電話が鳴り、起こされる。
新セン六大茶山の叶さんからだ。出発前に深センで行きつけの六大茶山のお茶屋で今度雲南に行くのだという話をしたときに、社長と仲がいいから紹介してあげるといわれた。コネ文化中国である。電話で彼女は「今日なら社長会社にいるみたいよ。行ってみたら?」という。
タクシーに乗り六大茶山の本社を目指す。
六大茶山の本社は大通りからちょっと路地に入ったところにあるビルの4階にあった。受付で、社長に会いにきたと告げると、まずはこちらへと副社長室に通される。
副社長の戚さんは50才ぐらいの恰幅がいいが気さくなオジサンである。お茶を入れていただき世間話をする。中国のお茶屋ではどこに行っても誰にでもお茶を入れてくれる。そして世間話が始まりその人がどんな人かを見ていく。戚さんは我々がこの辺りでは珍しい外人を連れた客なので興味を持ってくれたようで色々と話が盛り上がる。そして話が盛り上がるにつれておいしいお茶がでてくる。
この時飲んだプーアル茶でおお!と思ったのは俊昌號である。俊昌号は六大茶山の社長院殿蓉女史にゆかりのある古い茶荘が1920頃に作っていたお茶で、俊昌号自体は共産党による茶廠の国有化とともに消えてしまったが、それを院殿蓉社長自らによる調査と研究によって復元したお茶である。
そして、俊昌号は六大茶山の最高級茶シリーズで使用されている茶葉は野生喬木茶葉。そして俊昌豪には生茶と熟茶が有る。熟茶は俊昌号が評判を得た1920年頃にはなかったが、俊昌号生茶と同じ製法で作られた晒青毛茶を原料に熟茶に仕上げているお茶だ。

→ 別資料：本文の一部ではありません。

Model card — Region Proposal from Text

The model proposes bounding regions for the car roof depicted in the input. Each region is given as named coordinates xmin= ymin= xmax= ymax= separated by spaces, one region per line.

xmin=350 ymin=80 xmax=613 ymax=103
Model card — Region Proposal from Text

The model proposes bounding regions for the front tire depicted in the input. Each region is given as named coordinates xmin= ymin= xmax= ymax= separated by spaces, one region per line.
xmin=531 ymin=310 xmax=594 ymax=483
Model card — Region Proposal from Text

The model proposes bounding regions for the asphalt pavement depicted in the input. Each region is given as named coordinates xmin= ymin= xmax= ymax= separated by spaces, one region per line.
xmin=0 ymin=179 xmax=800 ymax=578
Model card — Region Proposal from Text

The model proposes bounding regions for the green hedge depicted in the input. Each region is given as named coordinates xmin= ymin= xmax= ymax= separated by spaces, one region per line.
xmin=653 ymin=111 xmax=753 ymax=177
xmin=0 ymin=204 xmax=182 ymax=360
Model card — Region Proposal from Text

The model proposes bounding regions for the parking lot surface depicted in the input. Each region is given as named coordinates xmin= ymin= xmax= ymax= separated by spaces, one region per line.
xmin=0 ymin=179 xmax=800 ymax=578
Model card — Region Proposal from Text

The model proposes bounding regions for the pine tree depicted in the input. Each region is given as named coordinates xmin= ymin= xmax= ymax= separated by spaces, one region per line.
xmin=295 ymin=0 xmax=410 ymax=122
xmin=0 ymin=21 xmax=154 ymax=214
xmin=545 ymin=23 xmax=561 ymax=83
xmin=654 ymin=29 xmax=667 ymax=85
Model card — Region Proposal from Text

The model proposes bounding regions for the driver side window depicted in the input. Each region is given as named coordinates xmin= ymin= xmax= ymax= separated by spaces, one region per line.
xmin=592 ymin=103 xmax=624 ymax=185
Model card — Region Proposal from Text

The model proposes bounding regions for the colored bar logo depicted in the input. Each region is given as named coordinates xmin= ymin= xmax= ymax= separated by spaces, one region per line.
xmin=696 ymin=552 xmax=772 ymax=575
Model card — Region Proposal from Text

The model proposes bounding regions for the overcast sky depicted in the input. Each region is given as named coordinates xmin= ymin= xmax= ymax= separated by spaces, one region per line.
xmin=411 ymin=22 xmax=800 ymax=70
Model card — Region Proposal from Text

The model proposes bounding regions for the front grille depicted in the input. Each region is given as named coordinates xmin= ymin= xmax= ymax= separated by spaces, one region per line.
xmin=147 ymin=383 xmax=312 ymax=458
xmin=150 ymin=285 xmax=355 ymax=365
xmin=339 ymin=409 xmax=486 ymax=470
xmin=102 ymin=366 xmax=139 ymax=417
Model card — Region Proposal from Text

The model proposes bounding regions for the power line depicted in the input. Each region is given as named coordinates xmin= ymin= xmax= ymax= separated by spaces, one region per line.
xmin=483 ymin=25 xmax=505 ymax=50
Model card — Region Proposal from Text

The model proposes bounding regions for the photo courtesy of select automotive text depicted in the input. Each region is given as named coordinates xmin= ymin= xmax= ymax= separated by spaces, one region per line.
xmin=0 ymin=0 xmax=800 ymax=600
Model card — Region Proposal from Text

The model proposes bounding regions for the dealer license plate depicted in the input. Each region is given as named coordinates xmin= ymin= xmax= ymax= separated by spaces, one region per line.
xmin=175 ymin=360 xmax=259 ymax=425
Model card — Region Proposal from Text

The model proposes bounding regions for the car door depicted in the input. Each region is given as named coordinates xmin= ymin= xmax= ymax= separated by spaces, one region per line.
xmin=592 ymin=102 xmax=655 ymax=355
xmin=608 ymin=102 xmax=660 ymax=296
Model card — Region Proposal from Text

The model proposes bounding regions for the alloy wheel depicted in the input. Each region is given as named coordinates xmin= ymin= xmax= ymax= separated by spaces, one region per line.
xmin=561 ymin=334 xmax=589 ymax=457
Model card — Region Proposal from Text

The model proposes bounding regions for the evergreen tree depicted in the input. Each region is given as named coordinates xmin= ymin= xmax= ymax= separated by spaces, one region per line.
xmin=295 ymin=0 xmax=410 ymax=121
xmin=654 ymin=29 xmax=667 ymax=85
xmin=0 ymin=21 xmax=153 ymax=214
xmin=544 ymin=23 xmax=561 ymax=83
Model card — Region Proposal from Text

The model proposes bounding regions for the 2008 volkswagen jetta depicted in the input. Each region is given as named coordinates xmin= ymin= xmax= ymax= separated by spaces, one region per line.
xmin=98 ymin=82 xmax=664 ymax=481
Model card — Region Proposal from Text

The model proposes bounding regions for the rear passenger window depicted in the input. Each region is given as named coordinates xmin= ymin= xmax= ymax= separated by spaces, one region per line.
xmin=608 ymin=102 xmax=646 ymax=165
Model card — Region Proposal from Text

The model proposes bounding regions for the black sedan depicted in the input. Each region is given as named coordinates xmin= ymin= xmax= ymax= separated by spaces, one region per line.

熟茶の技術が安定していない頃、最高級茶葉を原料に熟茶を作るなんてもったいない!という意見があった。実際わたしもそう思っていたし、現在でも伝統的な考えに基づく人は最高級茶葉で作られた熟茶を認めないこともある。しかし、現在では熟茶の技術も進み、最高級茶葉の持ち味を活かして作られた熟茶はまた格別の味わいがある。
古樹茶葉を使用して作られた熟茶は熟成度を軽めにして、茶葉の風味を残すように仕上げてある。この俊昌號もお茶を入れたときに鼻を抜ける陳香の奥に花の蜜のようなフレッシュな香りを感じることのできるお茶である。
これは美味しいという素直な感想を戚さんに伝えると、これは六大茶山の鳳慶工場で作られているのだという。六大茶山の鳳慶工場と言えば、全室ガラス張りでクリーンルーム、その衛生管理の高さでプーアル茶業界では有名な工場である。鳳慶工場についての話が盛り上がると、「せっかく雲南まで来たのだから見に行くか?」と戚さんがいう。「ええ、いいの?」話が俄然盛り上がる。「工場長に話しておこう」「でも写真とるのは禁止」などど話はどんどんと進んでいく。「せっかくだから会社紹介のプレゼンでも見る?」、「せっかくなのでお願いします」となりの友人もなんか楽しそうだからいいか。会議室に案内され、戚さんがプレゼンをし終わった頃、社長が帰ってきた。
「じゃあ、社長と会うか?」なんともとんとんと話が進むすごい日だ。戚さんに案内され社長室を訪れる。ノックをすると、院殿蓉さんがドアを開け中に招き入れてくれた。
社長室はさすがに広くすてきなお茶とすてきな調度品が並べられている。そして本を何冊も執筆している院殿蓉さんだけあって本棚にずらりと並ぶ本達は圧巻である。院殿蓉さんのテーブルの前に招かれまたお茶をいただく。「熟茶と生茶どちらがいいかしら?」「生茶でお願いします」「俊昌号はさっき飲んだのよね、じゃあ」といって院殿蓉さんは彼女のコレクションの中から1985年頃の中茶牌の7532を出していれてくれた。
中茶牌の7532は偽物が大量に作られていることでもしられているが、これはさすがに本物。現在では10万円以上の値のつく名茶である。そんなおいしいお茶を飲みながら色々なお茶の話で盛り上がる。中国語を話さない友人もわたしが英語で通訳をしながらしっかりと会話に参加している。すると彼女が友人に「あなたもうちのお茶を売らない?」などと勧めてくる。さすがの友人もそれには驚いて遠慮していた。そんなこんなで最後に鳳慶工場に見学行けるのかということを確認すると彼女自ら工場長に電話して予定を入れてくれた。
気がつくと六大茶山に来てもう3時間。お茶を飲みながら楽しむ会話はあっという間にすぎていく。戚さんも院殿蓉さんもとても気さくに出迎えてくれて何とも充実した実りのある一日だった。